Genetically encoded BRET-based sensors using mNeonGreen and NanoLuc flanking Mpro N-terminal autocleavage sequences enable sensitive, specific detection of SARS-CoV-2 Mpro proteolytic activity in live cells and in vitro. The sensors show rapid, robust response to WT Mpro with no cleavage by the C145A mutant, outperforming FlipGFP in response time and specificity. They effectively quantify pharmacological inhibition by GC376 and reveal that molecular crowding enhances Mpro activity while reducing inhibitor potency, underscoring the importance of cellular context. These sensors can be deployed for antiviral drug discovery targeting Mpro and for functional genomics to assess effects of Mpro sequence variation. Future work could apply the sensors to diverse cell types and infection models, expand inhibitor profiling, and refine sensor designs for multiplexed or subcellularly targeted readouts.

Limitations
  • Detection kinetics depend on intracellular expression and maturation of the reporter components; the authors note that timing may vary with actual protease expression in host cells. mNeonGreen maturation appears slower relative to NLuc, influencing early BRET dynamics.
  • Donor–acceptor fusion architecture could, in principle, affect peptide accessibility and cleavage efficiency; a longer flanking sequence was included to mitigate this, but residual effects cannot be excluded.
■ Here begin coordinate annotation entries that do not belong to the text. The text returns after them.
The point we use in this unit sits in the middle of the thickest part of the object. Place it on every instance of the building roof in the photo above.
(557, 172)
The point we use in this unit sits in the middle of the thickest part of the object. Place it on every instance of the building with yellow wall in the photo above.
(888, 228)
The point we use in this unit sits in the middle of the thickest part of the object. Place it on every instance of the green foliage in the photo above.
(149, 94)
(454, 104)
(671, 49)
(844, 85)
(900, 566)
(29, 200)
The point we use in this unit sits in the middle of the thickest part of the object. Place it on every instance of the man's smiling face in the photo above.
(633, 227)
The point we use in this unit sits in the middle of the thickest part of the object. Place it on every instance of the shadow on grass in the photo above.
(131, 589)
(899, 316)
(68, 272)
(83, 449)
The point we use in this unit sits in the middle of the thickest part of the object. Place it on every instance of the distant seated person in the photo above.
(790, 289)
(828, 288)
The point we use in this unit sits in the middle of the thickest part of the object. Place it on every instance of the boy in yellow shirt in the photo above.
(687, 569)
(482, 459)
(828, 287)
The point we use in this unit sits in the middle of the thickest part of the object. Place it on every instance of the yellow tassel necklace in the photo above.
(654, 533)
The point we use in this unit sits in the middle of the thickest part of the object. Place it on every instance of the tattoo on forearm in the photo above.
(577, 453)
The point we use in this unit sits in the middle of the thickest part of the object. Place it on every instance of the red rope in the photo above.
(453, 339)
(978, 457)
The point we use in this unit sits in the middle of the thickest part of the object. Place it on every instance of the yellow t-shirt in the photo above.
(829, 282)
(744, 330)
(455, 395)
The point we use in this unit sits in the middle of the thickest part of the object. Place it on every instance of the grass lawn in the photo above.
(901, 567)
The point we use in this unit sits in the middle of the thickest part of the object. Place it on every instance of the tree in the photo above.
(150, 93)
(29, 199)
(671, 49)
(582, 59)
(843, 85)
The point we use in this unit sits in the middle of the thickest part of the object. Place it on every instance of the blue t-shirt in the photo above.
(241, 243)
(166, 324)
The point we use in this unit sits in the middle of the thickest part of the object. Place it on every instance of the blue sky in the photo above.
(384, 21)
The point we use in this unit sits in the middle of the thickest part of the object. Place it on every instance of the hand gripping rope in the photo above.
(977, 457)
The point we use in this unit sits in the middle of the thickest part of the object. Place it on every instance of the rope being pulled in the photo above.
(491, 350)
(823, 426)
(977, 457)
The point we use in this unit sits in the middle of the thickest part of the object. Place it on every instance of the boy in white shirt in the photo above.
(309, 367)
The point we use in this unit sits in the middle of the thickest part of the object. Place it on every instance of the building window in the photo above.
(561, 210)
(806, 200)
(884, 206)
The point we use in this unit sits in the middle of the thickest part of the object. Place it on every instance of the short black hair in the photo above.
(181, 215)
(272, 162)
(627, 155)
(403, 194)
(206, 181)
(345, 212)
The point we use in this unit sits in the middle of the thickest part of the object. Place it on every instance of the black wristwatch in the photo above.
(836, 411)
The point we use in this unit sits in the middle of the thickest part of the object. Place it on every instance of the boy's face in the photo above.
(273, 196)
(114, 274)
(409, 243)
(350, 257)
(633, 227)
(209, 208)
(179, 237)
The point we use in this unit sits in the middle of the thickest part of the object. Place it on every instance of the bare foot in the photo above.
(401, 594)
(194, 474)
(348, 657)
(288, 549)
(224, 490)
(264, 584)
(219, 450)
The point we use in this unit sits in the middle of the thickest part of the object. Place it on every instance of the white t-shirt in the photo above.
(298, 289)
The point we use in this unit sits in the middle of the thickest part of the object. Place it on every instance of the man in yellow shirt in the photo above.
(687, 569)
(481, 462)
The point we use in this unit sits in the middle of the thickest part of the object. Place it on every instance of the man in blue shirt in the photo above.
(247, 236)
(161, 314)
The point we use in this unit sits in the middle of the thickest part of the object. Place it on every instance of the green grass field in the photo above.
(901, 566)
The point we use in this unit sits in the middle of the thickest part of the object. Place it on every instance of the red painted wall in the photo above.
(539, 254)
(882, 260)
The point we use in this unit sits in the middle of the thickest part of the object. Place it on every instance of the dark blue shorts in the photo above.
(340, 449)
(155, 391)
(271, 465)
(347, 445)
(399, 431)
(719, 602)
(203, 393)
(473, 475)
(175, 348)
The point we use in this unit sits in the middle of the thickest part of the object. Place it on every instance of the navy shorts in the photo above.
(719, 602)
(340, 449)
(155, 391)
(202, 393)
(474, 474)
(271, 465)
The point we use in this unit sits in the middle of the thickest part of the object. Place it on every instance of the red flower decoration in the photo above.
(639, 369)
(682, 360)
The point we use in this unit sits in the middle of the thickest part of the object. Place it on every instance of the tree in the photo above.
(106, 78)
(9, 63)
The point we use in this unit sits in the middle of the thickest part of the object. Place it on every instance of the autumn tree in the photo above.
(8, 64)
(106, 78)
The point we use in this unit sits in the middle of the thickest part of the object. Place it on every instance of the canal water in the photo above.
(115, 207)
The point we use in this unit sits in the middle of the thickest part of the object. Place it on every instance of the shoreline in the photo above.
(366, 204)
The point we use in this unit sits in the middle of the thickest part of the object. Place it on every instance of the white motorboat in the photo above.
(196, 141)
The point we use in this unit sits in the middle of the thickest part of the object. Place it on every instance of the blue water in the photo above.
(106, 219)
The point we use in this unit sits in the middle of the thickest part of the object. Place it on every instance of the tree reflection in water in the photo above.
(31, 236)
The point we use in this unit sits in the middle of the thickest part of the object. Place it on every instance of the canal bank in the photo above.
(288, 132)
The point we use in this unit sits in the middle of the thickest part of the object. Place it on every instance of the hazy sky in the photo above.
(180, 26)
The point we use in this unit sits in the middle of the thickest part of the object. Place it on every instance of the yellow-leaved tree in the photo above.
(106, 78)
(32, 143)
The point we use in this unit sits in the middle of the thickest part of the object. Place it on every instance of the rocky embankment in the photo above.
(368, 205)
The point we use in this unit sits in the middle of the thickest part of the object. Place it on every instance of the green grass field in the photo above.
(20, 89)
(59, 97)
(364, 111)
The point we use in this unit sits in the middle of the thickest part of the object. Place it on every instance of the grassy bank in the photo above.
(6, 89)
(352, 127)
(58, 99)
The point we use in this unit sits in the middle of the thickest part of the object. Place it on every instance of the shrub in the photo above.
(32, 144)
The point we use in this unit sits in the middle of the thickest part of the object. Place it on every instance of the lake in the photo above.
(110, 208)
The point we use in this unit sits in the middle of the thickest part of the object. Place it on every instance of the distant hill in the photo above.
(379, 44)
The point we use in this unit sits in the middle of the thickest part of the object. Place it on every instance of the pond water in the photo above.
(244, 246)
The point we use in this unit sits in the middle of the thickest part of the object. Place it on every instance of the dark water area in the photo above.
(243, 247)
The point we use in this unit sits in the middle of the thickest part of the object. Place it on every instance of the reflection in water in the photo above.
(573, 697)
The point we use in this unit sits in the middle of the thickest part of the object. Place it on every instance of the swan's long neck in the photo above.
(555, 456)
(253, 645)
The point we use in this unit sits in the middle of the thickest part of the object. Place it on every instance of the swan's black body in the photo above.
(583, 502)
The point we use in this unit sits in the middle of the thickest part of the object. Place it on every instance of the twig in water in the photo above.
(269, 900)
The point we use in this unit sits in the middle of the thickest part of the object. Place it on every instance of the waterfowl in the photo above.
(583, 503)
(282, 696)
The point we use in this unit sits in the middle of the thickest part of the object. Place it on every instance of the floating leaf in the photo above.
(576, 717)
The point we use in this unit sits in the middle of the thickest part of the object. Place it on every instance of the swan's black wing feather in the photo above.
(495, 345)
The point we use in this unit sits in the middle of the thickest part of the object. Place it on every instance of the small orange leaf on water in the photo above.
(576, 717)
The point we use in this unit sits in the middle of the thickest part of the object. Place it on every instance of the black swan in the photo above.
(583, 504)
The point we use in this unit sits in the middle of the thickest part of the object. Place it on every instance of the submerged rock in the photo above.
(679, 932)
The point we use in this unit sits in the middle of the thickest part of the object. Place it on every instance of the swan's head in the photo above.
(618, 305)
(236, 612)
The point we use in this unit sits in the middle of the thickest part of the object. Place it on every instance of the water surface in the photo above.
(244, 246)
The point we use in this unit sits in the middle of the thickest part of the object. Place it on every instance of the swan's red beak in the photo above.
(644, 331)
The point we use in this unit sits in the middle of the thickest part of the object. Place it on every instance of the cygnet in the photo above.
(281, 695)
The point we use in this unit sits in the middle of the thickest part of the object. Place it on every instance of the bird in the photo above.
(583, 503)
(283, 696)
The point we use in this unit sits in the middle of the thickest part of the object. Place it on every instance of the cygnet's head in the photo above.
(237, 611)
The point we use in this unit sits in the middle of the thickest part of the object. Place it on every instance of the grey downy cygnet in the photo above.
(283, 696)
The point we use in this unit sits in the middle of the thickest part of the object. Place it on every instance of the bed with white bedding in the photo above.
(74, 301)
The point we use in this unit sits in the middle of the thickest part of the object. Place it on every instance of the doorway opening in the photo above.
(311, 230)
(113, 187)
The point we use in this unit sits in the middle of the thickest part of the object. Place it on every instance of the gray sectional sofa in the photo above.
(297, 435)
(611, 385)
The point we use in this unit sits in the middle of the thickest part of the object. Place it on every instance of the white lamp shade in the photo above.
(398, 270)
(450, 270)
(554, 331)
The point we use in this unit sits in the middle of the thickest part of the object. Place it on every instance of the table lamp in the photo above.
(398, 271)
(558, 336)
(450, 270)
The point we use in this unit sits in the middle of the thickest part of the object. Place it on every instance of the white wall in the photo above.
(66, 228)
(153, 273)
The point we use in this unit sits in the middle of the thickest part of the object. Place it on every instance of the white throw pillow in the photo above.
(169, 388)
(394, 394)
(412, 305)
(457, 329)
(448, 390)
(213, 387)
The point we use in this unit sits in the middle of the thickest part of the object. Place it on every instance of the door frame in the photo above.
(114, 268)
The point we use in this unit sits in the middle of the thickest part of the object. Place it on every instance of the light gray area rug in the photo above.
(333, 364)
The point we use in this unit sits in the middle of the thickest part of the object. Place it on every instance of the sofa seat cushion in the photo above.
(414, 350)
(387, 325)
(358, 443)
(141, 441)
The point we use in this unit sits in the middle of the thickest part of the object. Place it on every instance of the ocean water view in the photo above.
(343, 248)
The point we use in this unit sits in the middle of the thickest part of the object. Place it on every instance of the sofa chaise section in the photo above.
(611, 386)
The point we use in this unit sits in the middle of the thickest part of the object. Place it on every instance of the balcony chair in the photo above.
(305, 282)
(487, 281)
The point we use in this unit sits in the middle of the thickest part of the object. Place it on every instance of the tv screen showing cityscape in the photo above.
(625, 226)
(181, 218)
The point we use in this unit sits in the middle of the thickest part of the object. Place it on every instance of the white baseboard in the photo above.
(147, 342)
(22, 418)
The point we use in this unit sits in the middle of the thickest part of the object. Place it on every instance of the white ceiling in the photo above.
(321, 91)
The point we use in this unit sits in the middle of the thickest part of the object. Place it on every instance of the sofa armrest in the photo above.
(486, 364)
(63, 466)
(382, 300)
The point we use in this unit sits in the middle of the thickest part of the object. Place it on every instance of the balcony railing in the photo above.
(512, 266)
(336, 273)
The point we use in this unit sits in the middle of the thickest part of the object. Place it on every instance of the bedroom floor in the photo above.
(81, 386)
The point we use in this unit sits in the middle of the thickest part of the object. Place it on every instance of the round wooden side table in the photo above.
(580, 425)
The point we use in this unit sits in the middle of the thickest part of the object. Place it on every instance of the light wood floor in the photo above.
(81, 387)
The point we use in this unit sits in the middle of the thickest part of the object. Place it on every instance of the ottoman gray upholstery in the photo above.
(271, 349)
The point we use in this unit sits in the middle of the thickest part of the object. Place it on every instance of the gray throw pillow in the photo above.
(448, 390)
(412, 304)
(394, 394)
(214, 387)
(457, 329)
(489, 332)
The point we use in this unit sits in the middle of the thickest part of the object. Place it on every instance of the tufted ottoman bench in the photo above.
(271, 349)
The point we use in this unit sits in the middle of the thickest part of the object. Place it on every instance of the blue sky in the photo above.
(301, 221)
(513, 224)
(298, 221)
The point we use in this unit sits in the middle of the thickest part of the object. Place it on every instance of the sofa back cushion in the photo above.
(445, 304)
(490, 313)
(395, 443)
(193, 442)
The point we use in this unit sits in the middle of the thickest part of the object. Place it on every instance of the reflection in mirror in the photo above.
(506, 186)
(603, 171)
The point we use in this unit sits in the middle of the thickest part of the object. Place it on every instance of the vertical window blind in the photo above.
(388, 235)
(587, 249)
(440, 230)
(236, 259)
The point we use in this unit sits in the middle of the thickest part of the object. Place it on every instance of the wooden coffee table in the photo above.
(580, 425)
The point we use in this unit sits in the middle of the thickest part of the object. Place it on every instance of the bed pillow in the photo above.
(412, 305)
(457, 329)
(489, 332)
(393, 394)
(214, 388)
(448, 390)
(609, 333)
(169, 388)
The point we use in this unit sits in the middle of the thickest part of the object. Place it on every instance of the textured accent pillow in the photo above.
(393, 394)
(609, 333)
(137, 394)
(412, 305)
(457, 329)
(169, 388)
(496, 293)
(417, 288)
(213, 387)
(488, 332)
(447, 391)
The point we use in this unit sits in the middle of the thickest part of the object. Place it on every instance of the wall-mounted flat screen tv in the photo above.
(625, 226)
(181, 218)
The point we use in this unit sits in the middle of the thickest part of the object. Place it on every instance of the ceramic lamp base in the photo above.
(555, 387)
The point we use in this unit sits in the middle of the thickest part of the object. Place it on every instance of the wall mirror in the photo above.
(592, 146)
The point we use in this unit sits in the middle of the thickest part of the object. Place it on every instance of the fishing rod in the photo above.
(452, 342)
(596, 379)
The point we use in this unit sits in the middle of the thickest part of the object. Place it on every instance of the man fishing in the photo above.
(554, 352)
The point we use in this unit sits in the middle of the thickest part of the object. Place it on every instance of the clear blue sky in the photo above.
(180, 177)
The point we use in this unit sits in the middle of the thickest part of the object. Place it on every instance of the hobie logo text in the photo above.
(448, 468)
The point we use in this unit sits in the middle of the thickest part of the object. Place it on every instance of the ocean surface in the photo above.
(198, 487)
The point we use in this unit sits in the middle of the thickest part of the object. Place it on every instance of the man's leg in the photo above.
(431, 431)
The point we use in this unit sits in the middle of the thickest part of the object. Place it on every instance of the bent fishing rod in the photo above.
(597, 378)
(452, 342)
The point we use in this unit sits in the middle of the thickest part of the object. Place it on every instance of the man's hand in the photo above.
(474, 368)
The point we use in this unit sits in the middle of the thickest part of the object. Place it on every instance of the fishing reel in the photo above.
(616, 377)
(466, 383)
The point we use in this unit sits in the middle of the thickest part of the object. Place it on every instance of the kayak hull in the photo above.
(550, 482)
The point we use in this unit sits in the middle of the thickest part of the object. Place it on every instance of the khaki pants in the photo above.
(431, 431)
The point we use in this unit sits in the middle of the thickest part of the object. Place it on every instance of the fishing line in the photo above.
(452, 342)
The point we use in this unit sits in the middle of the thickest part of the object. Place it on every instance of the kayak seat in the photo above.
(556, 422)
  • In vitro modeling of crowding used PEG 8000, which approximates but may not fully recapitulate cellular crowding complexity; effects on inhibitor potency in vivo could differ by cell type and conditions.
  • Recombinant enzyme assays required relatively high Mpro concentrations (≥500 nM) for clear cleavage under the assay conditions, which may not reflect all physiological scenarios.
  • Pharmacological validation focused primarily on GC376 as proof-of-principle; broader inhibitor panels would strengthen generalizability.